A team of researchers at Florida State University have designed a new approach to detecting when ChatGPT is being used, particularly when it is being used to cheat on tests and exams. The team’s work has been published in a recent article in The Journal of Chemical Education.
The widespread adoption and presence of ChatGPT grew almost overnight. With the advent of the popular large language model artificial intelligence, people quickly began to realize the promise (and perils) of what artificial intelligence can do. Ask a question or give the system a prompt, and it can turn out what seem to be coherent, rationale responses. Ask it to write an essay, for example, and it can do so. On the surface, it can be challenging to tell when something is produced by ChatGPT or a human. The challenge, however, is recognizing that what ChatGPT puts out isn’t always accurate, or helpful. And still, students, in particular, continue to leverage to system. But what about when it’s used to cheat – is it a human, or a machine?
Researchers at Florida State University have a possible solution, looking beyond just detecting cheating in more writing-based exams. The focus of their study was detecting when ChatGPT was being used to cheat on multiple choice exams.
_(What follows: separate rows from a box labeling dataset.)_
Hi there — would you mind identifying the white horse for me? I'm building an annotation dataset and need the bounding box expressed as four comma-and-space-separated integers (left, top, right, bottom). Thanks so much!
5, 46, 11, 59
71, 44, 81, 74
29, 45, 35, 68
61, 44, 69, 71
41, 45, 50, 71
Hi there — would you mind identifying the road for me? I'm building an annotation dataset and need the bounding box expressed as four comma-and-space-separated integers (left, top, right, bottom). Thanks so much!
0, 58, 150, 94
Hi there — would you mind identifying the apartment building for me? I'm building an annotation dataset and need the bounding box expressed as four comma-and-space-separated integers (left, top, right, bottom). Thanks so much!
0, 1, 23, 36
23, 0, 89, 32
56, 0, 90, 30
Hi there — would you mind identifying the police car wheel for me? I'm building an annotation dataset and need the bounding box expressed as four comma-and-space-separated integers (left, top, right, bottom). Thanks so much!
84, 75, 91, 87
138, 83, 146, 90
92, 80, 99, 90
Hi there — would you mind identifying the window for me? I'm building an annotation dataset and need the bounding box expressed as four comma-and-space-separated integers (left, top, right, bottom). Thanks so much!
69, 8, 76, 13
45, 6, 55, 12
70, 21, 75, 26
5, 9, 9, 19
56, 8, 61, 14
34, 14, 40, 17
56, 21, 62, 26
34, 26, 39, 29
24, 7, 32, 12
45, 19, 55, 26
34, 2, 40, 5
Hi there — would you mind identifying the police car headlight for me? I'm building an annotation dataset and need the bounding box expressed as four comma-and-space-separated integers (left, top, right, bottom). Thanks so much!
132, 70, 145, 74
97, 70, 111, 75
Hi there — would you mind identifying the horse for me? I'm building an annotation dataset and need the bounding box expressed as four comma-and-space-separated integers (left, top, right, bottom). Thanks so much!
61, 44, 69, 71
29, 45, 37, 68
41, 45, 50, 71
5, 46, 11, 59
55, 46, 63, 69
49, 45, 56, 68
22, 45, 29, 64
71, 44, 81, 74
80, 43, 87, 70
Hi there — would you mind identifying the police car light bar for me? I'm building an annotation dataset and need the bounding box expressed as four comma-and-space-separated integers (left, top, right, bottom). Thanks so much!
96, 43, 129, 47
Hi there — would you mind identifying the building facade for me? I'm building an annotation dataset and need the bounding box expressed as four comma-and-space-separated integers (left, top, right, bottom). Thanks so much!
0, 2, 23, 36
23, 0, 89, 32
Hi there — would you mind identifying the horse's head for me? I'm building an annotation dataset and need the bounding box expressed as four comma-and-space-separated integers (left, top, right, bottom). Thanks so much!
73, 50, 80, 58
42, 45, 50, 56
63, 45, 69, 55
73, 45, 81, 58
Specifically, researchers leverage statistical methods in order to determine if someone is cheating on a chemistry multiple choice exam. The team sought to compare the multiple-choice tests of humans versus those completed by ChatGPT, yielding a nearly zero false positive rate.
The challenge, however, came in determining very fine distinctions between responses, and it largely had to do with two key factors: the question difficulty and the level of student knowledge. For example, after analyzing human-responded exams, it was clear that high performers answered hard and easy questions correctly, while average students only answered easy questions correctly. Looking at ChatGPT responses, however, researchers noticed that tools like ChatGPT would answer every easy question incorrectly and all the hard ones correctly, raising a red flag to researchers.